Em princípio, teológica e canonicamente falando, não há óbice a que um dia o papa crie um cardeal do sexo feminino"
Correu pela Internet meses atrás a tradução de um artigo de Juan Arias, do diário espanhol El Pais. O jornalista perfilha a tese de que é factível a nomeação de uma mulher como cardeal. Assevera, ainda, que o papa Francisco estaria cogitando acerca dessa possibilidade.
Ao largo da história bimilenar da Igreja católica, já foram “criados” (este é o termo correto: “criar” cardeal) ao menos dois cardeais leigos (que não são padres), homens pertencentes à aristocracia. Jamais uma mulher alçou este posto. Todavia, em princípio, teológica e canonicamente falando, não vejo óbice a que um dia o papa crie um cardeal do sexo feminino.
O cardinalato, na sua essência, não está atrelado ao sacramento da ordem. Com efeito, Francisco, em julho de 2013, no voo do Rio a Roma, afirmou que a ordenação de mulheres é um assunto encerrado, ou seja, a Igreja não pode (non possumus) administrar o sacramento da ordem a uma mulher, tornando-a um padre, ou, melhor dizendo, uma sacerdotisa. Tal posicionamento deflui de uma decisão ex cathedra, isto é, dogmática e definitiva, tomada pelo beato João Paulo II, em estrita sintonia com a tradição sagrada, que, ao lado da bíblia, também é fonte da fé cristã.
Nos termos da legislação canônica em vigor, apenas homens podem ser criados cardeais. Além disso, têm de ser ao menos padres e, tão logo elevados ao cardinalato, devem ser sagrados bispos (cânon 351). Em outras palavras: hoje em dia todo cardeal é bispo. No entanto, esta praxe não está fundamentada no direito divino positivo e, assim, é plenamente passível de mudança.
Os cardeais constituem um grupo seleto de eclesiásticos que auxiliam diretamente o papa no governo da Igreja (cânon 353, §1.º). São - guardadas as devidas proporções - como os ministros de Estado. Uma mulher cumpriria muito bem essa missão na Igreja, da mesma forma que já desempenha papel semelhante na sociedade civil, desde que a função específica não implicasse o exercício do denominado poder de regime ou de governo, divinamente reservado ao clero (cânon 129, §1.º).

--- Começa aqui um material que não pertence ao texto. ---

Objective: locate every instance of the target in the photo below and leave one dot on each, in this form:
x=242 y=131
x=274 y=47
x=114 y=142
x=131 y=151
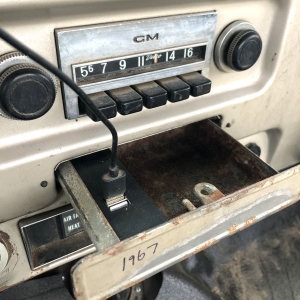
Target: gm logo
x=145 y=38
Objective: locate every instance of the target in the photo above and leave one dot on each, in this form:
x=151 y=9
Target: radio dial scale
x=104 y=57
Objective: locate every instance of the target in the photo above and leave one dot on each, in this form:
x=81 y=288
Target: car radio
x=108 y=57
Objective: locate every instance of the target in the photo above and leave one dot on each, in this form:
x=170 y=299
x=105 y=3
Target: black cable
x=68 y=81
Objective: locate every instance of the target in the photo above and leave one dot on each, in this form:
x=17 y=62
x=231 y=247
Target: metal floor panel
x=261 y=262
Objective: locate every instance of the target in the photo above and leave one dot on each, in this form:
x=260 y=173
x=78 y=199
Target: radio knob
x=244 y=50
x=27 y=91
x=238 y=47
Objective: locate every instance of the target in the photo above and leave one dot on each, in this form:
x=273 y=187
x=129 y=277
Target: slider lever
x=113 y=188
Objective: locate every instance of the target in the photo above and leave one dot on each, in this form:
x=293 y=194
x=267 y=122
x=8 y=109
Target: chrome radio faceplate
x=109 y=56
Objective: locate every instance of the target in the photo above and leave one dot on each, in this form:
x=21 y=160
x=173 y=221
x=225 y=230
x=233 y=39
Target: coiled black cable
x=68 y=81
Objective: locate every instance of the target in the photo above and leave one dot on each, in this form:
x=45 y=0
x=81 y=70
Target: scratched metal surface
x=261 y=263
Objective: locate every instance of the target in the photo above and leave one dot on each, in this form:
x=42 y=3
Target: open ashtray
x=187 y=188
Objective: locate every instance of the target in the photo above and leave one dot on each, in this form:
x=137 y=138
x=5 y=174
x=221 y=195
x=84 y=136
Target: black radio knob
x=238 y=47
x=244 y=50
x=27 y=92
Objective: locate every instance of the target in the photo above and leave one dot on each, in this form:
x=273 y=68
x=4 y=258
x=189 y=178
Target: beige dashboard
x=259 y=105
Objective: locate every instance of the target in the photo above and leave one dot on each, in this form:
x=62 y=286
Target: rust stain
x=285 y=206
x=201 y=248
x=232 y=230
x=143 y=236
x=249 y=222
x=173 y=163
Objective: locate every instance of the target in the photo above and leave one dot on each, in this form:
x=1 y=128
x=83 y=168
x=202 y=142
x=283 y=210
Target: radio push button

A participação de uma mulher em um conclave, escolhendo um novo papa, é um assunto mais delicado. Talvez ela pudesse participar somente com voz ativa, isto é, elege, mas não pode ser eleita. Para exercer o supremo pastoreio da Igreja é necessário ser homem, não necessariamente padre, pois, em tese, um leigo também pode ser eleito papa.
Independentemente de o tema ora discorrido haver ou não passado pela cabeça do santo padre, a discussão é relevante porque põe em destaque o fato de que existem muitos pontos na disciplina eclesiástica que efetivamente podem ser alterados, reformulados e adaptados às demandas modernas.
Edson Sampel é Teólogo, Doutor em Direito Canônico e membro da União dos Juristas Católicos de São Paulo (Ujucasp).